Nagle jej całą widoczność ogarnęła pustka. Kolor rażącej bieli i nic więcej. Zatapiała się w białości krajobrazu,czując, że sama przepada, że czuje się bezwartościowa, wolna… Bała się tego.Nie chciała tego, bała się. Obiecała przecież, że nie odejdzie bez walki.Wstała. Poczuła powiew chłodu, który muskał jej twarz swoimi oziębłymi rączkami. Szła przez ogarniającą ją nicość. W pewnym momencie usłyszała grę na pianinie, do którego potem dołączyły się skrzypce. Muzyka pochłonęła ją i jej zmysły, dając jej ukojenie. Teraz widziała piękną polanę, którą oświetlały promienie słońca nadając jej blasku. Dostrzec się dało motyle i różne, inne zwierzęta nadające miejscu żywotności.
- Mika no Koshinu chan, dostajesz szansę. Szansę do życia, nie zmarnuj jej. –  koncert przerwał mocny, męski głos. Źrenice wilczycy zwęziły się ukazując większą część niebieskiej tęczówki.
 Nie zdążyła nic wymówić, gdy raptownie znalazła się na brzegu rwącego potoku. Syknęła z bólu i spojrzała na swoje poranione ciało. Mimo przeraźliwego bólu, który ogarniał ją całą uśmiechnęła się pod nosem.
-Dziękuję – powiedziała i spojrzała na niebo.
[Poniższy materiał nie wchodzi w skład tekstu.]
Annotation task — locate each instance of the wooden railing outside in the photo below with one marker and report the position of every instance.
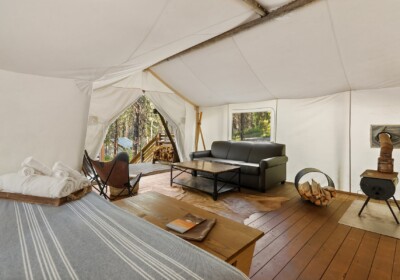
(146, 153)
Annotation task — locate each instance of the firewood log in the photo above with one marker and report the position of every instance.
(315, 189)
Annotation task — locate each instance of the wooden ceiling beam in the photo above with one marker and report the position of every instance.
(294, 5)
(257, 7)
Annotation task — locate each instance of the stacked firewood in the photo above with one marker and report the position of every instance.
(316, 194)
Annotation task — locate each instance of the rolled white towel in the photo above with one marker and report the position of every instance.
(37, 165)
(13, 182)
(60, 173)
(53, 187)
(26, 171)
(72, 172)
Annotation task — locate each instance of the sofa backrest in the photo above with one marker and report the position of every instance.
(246, 151)
(220, 149)
(265, 150)
(240, 151)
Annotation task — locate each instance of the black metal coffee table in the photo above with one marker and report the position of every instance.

Zza chmur wyglądało słońce oświetlając polanę, na której właśnie znajdowała się wadera. Najwidoczniej rzeka z lasu przyprowadziła ją aż tu.
-Mi? – usłyszała głos Birdlay,która właśnie była zapewne na polowaniu. Gdy podeszła bliżej, leżąca przy pływie wilczyca ujrzała za nią połowę HOTN.
-Mi! Jesteś szukaliśmy Cię! –rzuciła się na nią Venus. Ta, tylko wyszczerzyła się do wszystkich.
~*~
OMFG! :o Wieeeeeeeeeem, okropne 8D Wybaczcie.